Could the tool tell me why CPU utilization suddenly went up by 110% of normal behavior we have seen for months? Most will claim there is a CPU problem and not go much further. If we move the workload to another node, the same usage spike happens, but when we went to a third node, everything changed back to normal. Answer: Memory in each physical box was not the same, and lower-quality memory was used in two of the three systems.

Some of these items we have 100% control of within our data centers. That control is lost when we move to the cloud, as is the ability to run any form of tests or to look deeper into the infrastructure.

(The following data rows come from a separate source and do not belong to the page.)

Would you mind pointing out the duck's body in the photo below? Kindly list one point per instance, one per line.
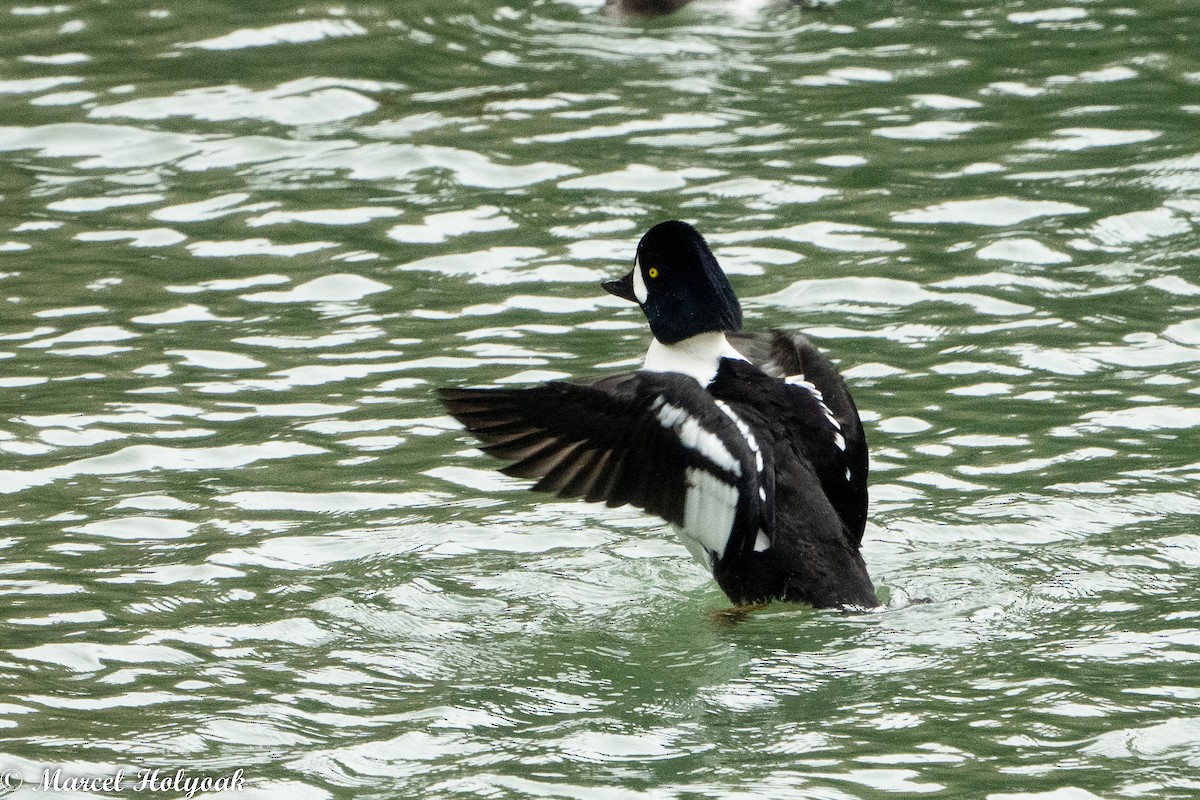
(751, 449)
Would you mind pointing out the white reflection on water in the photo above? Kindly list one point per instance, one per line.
(990, 239)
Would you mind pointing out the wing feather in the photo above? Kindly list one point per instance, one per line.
(609, 440)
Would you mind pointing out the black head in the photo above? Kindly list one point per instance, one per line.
(679, 286)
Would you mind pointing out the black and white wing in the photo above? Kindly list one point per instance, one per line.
(833, 431)
(654, 440)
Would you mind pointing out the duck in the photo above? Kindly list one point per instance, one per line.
(748, 445)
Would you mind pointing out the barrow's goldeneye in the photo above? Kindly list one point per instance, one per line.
(748, 445)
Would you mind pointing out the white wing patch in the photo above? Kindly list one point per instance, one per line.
(761, 542)
(694, 437)
(747, 433)
(804, 383)
(709, 507)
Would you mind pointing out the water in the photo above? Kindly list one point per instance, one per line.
(240, 244)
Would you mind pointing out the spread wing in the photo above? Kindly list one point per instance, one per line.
(826, 414)
(654, 440)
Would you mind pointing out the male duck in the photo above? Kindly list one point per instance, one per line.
(749, 446)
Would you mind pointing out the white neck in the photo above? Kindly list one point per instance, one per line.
(697, 356)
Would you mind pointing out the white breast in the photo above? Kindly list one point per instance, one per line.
(697, 356)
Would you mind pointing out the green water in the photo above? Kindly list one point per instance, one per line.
(240, 244)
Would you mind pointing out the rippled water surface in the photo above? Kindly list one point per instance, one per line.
(240, 244)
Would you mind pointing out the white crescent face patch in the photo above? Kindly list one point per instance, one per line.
(640, 283)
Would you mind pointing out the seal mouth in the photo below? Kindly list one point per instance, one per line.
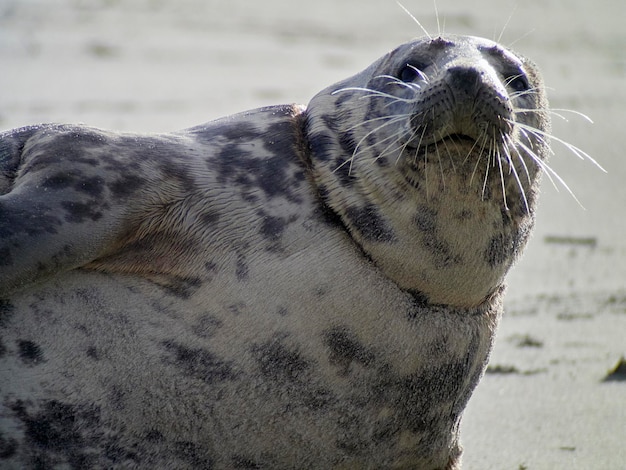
(454, 140)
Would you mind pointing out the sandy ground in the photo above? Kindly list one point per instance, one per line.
(155, 65)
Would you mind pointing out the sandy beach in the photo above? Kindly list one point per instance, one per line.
(157, 65)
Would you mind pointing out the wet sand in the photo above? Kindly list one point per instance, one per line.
(150, 65)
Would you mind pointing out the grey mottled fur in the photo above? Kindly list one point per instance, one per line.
(282, 288)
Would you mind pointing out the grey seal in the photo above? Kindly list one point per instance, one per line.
(289, 287)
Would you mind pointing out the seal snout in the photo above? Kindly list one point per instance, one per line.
(466, 100)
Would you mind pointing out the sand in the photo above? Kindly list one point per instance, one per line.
(156, 65)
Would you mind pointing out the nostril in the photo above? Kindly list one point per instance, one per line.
(466, 79)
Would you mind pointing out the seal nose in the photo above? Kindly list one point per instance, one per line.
(464, 80)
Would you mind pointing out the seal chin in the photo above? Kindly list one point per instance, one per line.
(449, 144)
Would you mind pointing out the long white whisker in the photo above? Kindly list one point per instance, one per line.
(575, 150)
(549, 171)
(415, 20)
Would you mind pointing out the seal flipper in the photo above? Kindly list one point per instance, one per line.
(49, 185)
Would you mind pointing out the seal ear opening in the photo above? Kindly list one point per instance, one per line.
(411, 72)
(518, 82)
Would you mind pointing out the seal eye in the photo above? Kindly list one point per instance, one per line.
(409, 73)
(518, 82)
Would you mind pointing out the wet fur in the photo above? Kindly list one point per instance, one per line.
(284, 288)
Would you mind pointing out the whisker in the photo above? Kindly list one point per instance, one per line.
(415, 20)
(549, 171)
(571, 147)
(373, 93)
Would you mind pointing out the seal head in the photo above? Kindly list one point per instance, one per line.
(431, 156)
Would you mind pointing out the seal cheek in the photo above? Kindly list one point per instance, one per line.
(370, 224)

Resilience Requires New Knowledge

That is why resiliency requires workarounds to gain the knowledge we need to make decisions. Some companies run basic tests in the cloud before launching an application. They need to ensure that it will perform well enough. If it doesn’t, they destroy that image and start over, hoping the new image is placed somewhere else.
This type of pre-testing before launch allows you to address many issues. At the same time, it really doesn’t solve the problems: it just moves them around. The cloud provider doesn’t learn anything new, and we’re just working around the cloud provider’s inability to let us to do true root cause analysis.
RCA requires knowledge. How do we gain that knowledge?